Q. Explain your desire/willingness to sit on the Delta Independent Science Board.
Activities that are at the intersection of science and policy are both intellectually stimulating for me and of great consequence. The development and implementation of the Delta Plan is at that intersection, and provides an opportunity to apply science to decisions with broad implications. Because I am retired and no longer have the many obligations of a faculty member, I am able to devote time to activities like the DISB that I find both interesting and important. Implementation of adaptive management in the Delta Plan offers an exciting opportunity to provide scientific advice that will be essential for its success. Science is critical to effective adaptive management, which is currently being attempted in ecosystems throughout the nation. We still have much to learn about how to do this most effectively. What is being done in the Delta will be watched by practitioners around the country.
Q. What kind of unique perspective/expertise do you bring to the development of a Delta Plan?
I have taken an ecosystem approach throughout my career, which began with studies of nutrient-limited growth of marine phytoplankton, certainly a topic of interest in the Delta. Much of my research has been on water quality and nutrient cycling in rivers and streams with a focus on nitrogen and phosphorus. I directed a long-term ecological research project in the Southern Appalachians in conjunction with the U.S. Forest Service. This multidisciplinary project explored the intersection of forestry practices, atmospheric deposition, land use change, and their impacts on terrestrial and aquatic ecosystems.

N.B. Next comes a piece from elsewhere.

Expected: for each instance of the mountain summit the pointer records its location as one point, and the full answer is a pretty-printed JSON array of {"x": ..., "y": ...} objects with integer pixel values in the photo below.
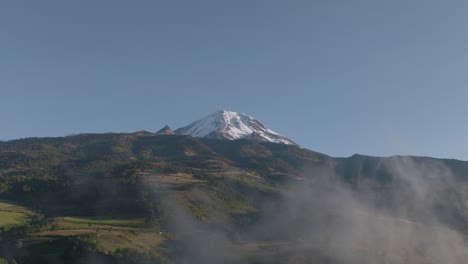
[{"x": 229, "y": 125}]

I spent many years studying dissolved organic carbon (DOC) and the microbial food web that it supports in streams and rivers of the Southeast. This research involved analyses of river-floodplain linkages, which are also critical in the Delta. I have studied streams in urban centers and worked on a project evaluating river
restoration practices throughout the US, which gives me a broad perspective on restoration practices being proposed as part of the Delta Plan. I led a project that identified ecosystem flow needs in the Savannah River. I have served on several National Research Council/National Academy of Sciences reviews of restoration and adaptive management projects in other parts of the country, which has given me a sense of the promises and pitfalls of such projects.
I was a member of the CALFED ISB and also served on several research proposal review panels where I learned a great deal about the issues being faced in the Delta and of the research being done to better understand the system. My experiences as one of the founders of the River Basin Center at University of Georgia have provided insight into the kinds of scientific information that is useful to decision-makers as they confront difficult policy choices.
Q. What has your experience on the Independent Science Board been like to date?
It has been challenging because there is so much science being done by so many groups providing a wealth of information about Delta ecology and water management. Some meetings have felt like we are drinking from a fire hose! The staff of the Science Program has been extremely helpful in keeping us informed about the development of the Delta Plan and emerging issues in the Delta.
Q. What should the public and stakeholders know about the Independent Science Board’s efforts?
The main task of the DISB is to review the quality of the science being used in the development and implementation of the Delta Plan. We bring perspectives from other ecosystems that are also facing challenges in reconciling human and ecosystem needs for water.